Yesterday, Jesse Buff and Megan Higgs, our director and manager of forest restoration programs, took some time off from preparing the 2013 Global ReLeaf projects to visit a 2012 project that’s just a hop, skip and a jump from the American Forests offices.

American Forests volunteer helps Arlington County employee with tree-planting.
An American Forests volunteer helps an Arlington County employee with tree-planting.

We partnered with Arlington Department of Parks and Recreation to plant trees on Arlington County public lands, and some American Forests volunteers came out to help in the planting. It’s not the first time we’ve worked with Arlington; we also partnered with them on the 9/11 Memorial Tree Planting in 2002, planting 184 trees on public land and another 184 on private land, to honor the 184 individuals who lost their lives in the attack on the Pentagon.

Arlington is close to home for us, but a lot of Global ReLeaf projects are close to someone’s home. While American Forests works to put millions of trees in the ground in wilderness areas, we also know the importance of urban forests.
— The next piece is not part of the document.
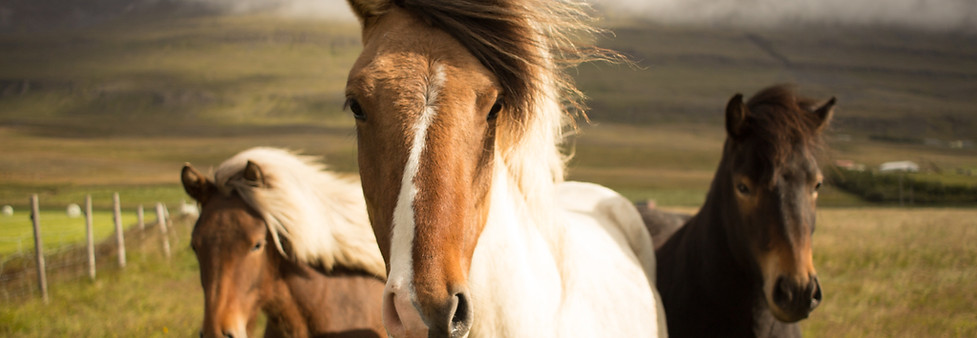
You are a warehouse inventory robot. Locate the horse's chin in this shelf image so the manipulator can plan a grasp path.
[763,294,811,323]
There could very well be a tree in your neighborhood that was planted through a Global ReLeaf project!

For example, New Haven is perhaps best known as the home of Yale University, but it’s not just the ivy on the buildings that’s green. We’re partnering with the Urban Resources Initiative, a nonprofit partner of Yale’s School of Forestry and Environmental Studies, on a Global ReLeaf project to help New Haven reach its canopy coverage goals. By 2016, the city hopes to have planted 10,000 additional trees. Seeing as the 40 percent canopy cover they currently have saves the city $4 million a year, it’s easy to see the motivation.
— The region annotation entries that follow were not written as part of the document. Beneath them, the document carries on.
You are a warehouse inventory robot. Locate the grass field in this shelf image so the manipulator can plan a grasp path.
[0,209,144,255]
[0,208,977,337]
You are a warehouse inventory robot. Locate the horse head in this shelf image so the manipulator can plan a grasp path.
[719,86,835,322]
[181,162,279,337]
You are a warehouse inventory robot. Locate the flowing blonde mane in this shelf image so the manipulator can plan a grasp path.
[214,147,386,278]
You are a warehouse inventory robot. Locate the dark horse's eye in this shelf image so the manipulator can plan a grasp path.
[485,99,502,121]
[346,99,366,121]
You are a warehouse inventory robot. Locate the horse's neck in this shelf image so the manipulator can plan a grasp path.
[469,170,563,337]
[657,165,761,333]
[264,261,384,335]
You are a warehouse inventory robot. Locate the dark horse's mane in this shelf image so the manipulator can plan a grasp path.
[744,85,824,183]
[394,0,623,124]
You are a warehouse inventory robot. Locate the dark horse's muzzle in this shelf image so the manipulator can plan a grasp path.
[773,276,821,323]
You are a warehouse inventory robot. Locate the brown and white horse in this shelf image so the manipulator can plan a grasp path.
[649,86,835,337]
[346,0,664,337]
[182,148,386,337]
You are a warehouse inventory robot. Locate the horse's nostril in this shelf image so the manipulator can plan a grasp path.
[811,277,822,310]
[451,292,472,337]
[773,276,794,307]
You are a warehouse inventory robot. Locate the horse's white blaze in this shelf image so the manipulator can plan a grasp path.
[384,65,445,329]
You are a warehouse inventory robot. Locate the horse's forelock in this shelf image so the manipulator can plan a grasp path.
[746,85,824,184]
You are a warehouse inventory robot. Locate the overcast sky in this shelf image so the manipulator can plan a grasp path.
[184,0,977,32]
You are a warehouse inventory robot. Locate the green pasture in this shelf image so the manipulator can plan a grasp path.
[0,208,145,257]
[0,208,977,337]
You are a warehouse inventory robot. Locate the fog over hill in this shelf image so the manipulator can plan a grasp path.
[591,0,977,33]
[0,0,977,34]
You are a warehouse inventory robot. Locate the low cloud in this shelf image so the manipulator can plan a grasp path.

It’s even easier to see in a city like Indianapolis that has lost 25 percent of its trees in the last 10 years. We are partnering with nonprofit Keep Indianapolis Beautiful, Inc. to plant 500 trees in areas of the Fall Creek Watershed, where residents use the Fall Creek Greenway Trail to stay fit and get away from the city’s hustle and bustle. As a city that ranks as one of the 10 cities in the U.S. with the worst air quality, it’s understandable that Indianapolis would want to invest in its urban forest. In addition to their Global ReLeaf partnership with American Forests, Keep Indianapolis Beautiful also created its NeighborWoods program to — in the words of program director Andrew Hart — “create a more positive tree culture in the city.” You can read more about what Keep Indianapolis Beautiful and other organizations and agencies are doing for Indianapolis’ urban forests in our case study book.

As our Global ReLeaf team can attest to, it feels good to see trees being planted close to home. Visit your city’s Urban Forestry or Parks and Recreation website to learn about projects happening close to your home!